Na prática, isso abre caminho para que a imagem da juruva passe a integrar comunicações oficiais do Estado, projetos pedagógicos nas escolas e iniciativas de turismo de observação de aves — segmento que cresce de forma consistente no Brasil e que pode gerar renda para comunidades próximas a remanescentes de Mata Atlântica.

“Quando uma espécie ganha reconhecimento legal, ela passa a ter mais chances de ser incluída em planos de manejo, programas de monitoramento e até em critérios para licenciamento ambiental. O símbolo vira argumento técnico e jurídico”, explica o biólogo Jean Paul Metzger, professor da USP e um dos principais pesquisadores brasileiros em ecologia de paisagem e fragmentação da Mata Atlântica.
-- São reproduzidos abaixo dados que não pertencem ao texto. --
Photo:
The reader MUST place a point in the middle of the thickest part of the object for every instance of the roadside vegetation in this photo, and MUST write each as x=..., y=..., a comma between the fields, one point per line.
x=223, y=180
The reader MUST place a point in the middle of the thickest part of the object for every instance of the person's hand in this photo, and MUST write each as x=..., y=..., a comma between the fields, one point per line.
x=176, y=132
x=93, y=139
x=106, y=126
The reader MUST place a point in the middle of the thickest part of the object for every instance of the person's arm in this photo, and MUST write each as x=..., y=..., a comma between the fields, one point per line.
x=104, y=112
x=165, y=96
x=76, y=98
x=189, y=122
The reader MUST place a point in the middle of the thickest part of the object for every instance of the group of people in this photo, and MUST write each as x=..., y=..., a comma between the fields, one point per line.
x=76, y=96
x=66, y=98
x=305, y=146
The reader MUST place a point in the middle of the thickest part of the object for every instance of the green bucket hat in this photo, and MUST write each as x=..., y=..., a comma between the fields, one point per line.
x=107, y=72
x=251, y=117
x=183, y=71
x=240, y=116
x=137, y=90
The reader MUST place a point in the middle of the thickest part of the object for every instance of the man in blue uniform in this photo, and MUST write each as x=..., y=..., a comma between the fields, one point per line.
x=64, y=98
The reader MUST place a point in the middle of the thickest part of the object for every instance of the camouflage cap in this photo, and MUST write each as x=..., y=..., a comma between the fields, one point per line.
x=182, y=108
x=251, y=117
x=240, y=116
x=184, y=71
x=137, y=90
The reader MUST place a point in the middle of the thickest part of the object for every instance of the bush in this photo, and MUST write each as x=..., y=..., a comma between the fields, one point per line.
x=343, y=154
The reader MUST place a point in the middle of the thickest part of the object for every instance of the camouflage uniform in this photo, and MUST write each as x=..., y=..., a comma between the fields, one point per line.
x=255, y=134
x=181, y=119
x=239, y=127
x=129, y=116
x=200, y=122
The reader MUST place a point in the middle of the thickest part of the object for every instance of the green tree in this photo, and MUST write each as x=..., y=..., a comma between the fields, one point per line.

Mata Atlântica em MS: um bioma que pede atenção

Mato Grosso do Sul abriga remanescentes da Mata Atlântica principalmente na sua porção leste e sul, em uma faixa que cruza municípios como Dourados, Ivinhema e Mundo Novo. Esses fragmentos representam uma das fronteiras mais pressionadas do bioma, cercados pela expansão agrícola e pela urbanização.

A Mata Atlântica já perdeu mais de 85% da sua cobertura original em todo o Brasil. O que restou está, em grande parte, fragmentado em pequenas manchas isoladas, o que dificulta o fluxo genético entre populações de espécies como a própria juruva. Nesse contexto, a criação de corredores ecológicos e a manutenção de áreas de preservação permanente nas margens de rios e topos de morro são medidas indispensáveis para garantir a sobrevivência da espécie a longo prazo.